Loss of energy
Oversleeping (feeling like you want to hibernate)
Loss of interest in activities you normally enjoy
Appetite changes, especially a craving for foods high in carbohydrates such as pastas, rice, bread and cereal
Difficulty concentrating and processing information
Okay, so there are lots of other reasons for these symptoms. But if they are chronic and recur year after year (and then disappear in the summer) there’s a good chance you are affected. One study found that the persistent and cyclical symptoms were lowest in Florida (about 1% of the population) and highest in New Hampshire (almost 10%). (Friedman, Richard A. “Brought on by Darkness, Disorder Needs Light”. New York Times’’, 2007-12-18) .If you want to see the difference between the two states just look at a weather map.

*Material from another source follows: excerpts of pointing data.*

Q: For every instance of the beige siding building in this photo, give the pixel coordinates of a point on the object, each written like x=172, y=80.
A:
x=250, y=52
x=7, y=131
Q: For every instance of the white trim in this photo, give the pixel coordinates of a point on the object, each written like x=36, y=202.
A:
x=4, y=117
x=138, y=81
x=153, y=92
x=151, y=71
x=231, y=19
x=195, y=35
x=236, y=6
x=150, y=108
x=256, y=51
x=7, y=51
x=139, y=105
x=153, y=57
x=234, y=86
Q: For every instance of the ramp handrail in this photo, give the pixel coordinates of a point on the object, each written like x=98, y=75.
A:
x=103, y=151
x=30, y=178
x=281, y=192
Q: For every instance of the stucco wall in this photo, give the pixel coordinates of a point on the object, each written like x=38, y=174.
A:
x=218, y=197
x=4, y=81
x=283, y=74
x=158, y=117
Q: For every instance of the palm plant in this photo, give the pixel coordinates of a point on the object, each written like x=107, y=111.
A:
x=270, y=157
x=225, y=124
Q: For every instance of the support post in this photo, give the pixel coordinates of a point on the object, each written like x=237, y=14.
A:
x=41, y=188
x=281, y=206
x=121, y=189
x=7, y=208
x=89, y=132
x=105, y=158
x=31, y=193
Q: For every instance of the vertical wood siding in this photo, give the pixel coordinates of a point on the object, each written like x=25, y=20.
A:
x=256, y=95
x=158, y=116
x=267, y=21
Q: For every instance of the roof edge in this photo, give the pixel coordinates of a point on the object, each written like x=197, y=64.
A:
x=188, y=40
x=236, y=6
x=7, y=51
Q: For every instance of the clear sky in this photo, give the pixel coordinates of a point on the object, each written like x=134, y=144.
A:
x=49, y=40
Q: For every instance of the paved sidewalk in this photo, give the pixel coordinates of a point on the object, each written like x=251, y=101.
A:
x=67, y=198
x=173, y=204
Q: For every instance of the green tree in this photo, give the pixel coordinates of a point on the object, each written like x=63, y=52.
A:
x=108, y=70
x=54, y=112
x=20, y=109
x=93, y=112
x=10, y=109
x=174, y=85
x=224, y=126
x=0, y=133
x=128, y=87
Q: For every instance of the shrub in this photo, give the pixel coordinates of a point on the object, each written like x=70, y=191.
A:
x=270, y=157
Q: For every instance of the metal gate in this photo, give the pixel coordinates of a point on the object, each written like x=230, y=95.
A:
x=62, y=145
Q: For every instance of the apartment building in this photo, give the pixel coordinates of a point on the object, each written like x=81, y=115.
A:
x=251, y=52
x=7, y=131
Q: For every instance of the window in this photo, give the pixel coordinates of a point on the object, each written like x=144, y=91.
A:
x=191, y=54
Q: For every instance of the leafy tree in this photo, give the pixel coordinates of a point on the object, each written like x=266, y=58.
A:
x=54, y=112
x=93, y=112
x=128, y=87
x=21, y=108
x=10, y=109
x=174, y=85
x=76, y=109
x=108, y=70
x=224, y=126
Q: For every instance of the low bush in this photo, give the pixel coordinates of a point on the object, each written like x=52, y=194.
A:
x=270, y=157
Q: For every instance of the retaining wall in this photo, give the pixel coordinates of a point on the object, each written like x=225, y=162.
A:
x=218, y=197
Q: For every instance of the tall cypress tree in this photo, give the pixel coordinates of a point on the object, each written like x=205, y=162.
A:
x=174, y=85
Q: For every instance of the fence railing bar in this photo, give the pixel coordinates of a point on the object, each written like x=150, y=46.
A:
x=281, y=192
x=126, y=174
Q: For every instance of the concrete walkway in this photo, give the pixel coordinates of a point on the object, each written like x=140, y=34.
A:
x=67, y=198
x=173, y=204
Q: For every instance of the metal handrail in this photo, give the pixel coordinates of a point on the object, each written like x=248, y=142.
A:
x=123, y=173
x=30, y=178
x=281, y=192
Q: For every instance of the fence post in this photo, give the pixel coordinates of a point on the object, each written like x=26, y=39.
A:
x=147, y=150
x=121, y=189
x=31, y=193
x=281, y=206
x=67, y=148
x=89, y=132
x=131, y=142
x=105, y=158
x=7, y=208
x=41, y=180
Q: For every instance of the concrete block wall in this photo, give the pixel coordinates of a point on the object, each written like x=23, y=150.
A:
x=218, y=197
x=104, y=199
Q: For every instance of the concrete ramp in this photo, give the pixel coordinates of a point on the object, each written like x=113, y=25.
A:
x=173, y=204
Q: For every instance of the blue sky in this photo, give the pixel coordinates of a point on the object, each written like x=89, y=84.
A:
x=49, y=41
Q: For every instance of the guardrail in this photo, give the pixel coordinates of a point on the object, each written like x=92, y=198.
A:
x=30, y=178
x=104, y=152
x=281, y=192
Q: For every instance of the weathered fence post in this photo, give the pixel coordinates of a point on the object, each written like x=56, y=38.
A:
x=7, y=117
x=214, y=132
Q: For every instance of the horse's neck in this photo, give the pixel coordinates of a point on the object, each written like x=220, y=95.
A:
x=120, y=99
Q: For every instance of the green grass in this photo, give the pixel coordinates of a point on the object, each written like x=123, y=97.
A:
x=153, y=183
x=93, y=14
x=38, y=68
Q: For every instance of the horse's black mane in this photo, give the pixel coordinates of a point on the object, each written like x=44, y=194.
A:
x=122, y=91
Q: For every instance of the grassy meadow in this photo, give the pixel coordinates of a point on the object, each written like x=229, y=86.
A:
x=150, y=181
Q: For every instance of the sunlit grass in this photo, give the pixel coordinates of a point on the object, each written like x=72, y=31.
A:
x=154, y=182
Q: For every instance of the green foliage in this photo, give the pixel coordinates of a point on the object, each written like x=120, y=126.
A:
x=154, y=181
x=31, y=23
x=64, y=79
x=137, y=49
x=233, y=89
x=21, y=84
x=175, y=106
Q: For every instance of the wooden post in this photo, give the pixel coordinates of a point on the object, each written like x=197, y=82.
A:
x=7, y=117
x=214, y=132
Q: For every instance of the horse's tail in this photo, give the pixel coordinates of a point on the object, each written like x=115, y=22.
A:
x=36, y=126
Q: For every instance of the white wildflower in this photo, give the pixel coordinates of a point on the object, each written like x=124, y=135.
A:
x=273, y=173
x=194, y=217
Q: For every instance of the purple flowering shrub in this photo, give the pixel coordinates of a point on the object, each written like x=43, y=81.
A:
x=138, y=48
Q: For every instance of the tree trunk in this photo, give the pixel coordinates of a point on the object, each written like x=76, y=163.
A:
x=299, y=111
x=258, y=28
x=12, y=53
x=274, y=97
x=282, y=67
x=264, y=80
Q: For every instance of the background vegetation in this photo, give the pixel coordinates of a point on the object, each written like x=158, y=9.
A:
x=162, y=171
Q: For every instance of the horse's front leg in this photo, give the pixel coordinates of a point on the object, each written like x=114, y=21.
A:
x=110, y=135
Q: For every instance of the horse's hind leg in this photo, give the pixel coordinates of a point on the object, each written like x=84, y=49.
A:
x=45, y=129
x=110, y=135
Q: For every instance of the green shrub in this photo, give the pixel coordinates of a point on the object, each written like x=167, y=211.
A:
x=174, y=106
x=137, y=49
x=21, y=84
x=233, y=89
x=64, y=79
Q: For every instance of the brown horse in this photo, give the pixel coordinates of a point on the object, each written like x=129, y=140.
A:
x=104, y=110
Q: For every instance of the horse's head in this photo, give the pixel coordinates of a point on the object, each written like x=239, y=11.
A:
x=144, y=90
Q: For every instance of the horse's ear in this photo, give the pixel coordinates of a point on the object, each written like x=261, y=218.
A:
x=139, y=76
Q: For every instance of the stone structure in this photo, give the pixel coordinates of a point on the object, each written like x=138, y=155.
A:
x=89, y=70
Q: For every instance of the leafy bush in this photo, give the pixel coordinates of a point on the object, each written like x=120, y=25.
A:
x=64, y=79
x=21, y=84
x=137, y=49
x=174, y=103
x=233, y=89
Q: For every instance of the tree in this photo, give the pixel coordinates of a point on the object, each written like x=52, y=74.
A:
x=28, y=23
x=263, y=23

So, what causes SAD? Experts disagree but one perspective relates to decreased melatonin production in the body during those shorter, cloudy days of winter. Melatonin helps balance body-rhythms—including sleep and wakefulness, moods and alertness. When melatonin production decreases so does serotonin efficiency. I call serotonin the “I’m Okay Chemical” of the body. It is implicated in many forms of depression and anxiety. When you have serotonin imbalance it makes you feel like all is NOT okay.

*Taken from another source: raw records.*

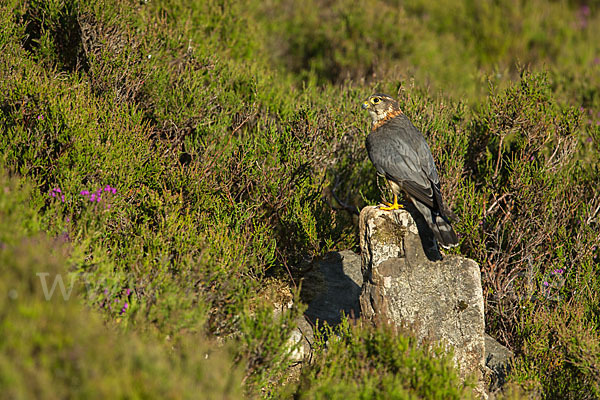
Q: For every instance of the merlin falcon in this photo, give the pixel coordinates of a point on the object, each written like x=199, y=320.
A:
x=401, y=155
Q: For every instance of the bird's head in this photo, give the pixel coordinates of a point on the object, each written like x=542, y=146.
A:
x=382, y=108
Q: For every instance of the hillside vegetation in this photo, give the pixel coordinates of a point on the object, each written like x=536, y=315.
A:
x=177, y=162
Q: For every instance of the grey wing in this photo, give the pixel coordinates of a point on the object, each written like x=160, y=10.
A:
x=401, y=154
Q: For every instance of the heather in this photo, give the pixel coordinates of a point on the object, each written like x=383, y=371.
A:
x=179, y=163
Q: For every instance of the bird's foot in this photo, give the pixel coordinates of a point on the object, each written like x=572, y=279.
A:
x=391, y=206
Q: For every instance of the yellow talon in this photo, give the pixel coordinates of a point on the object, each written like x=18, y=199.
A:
x=393, y=206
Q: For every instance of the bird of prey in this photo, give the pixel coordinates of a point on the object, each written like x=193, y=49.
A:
x=401, y=155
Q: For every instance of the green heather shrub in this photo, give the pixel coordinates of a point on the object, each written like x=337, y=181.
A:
x=54, y=347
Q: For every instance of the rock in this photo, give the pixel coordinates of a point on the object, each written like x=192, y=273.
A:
x=332, y=287
x=497, y=359
x=403, y=286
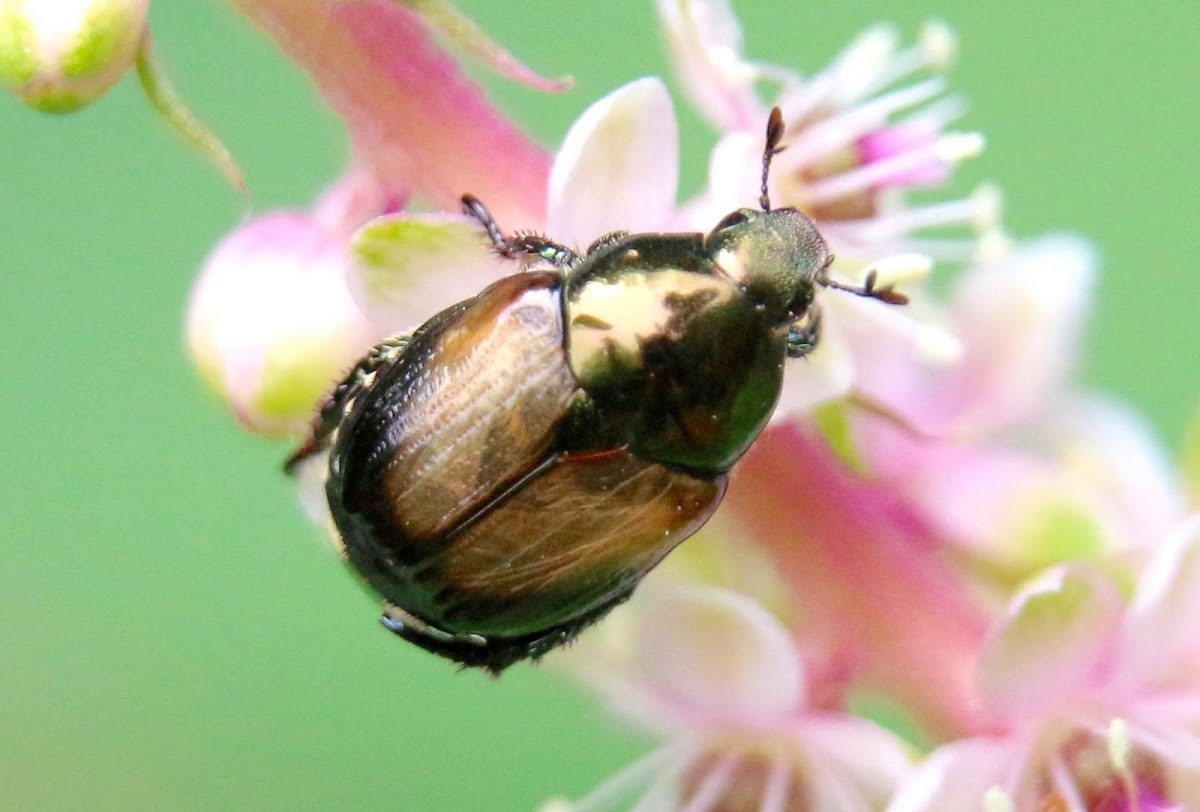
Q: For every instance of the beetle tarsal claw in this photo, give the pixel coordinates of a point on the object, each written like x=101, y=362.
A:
x=507, y=474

So, what can you do about it if you have SAD? Though most people just push through, for some, SAD is so debilitating they need help. The old standbys of healthy diet and vigorous exercise are a good start. But if you are feeling extra helpless and incapacitated by the winter blues, you may need to talk to someone about it. This is definitely the case if you are in the small percentage of SAD sufferers for whom the symptoms turn self and socially destructive.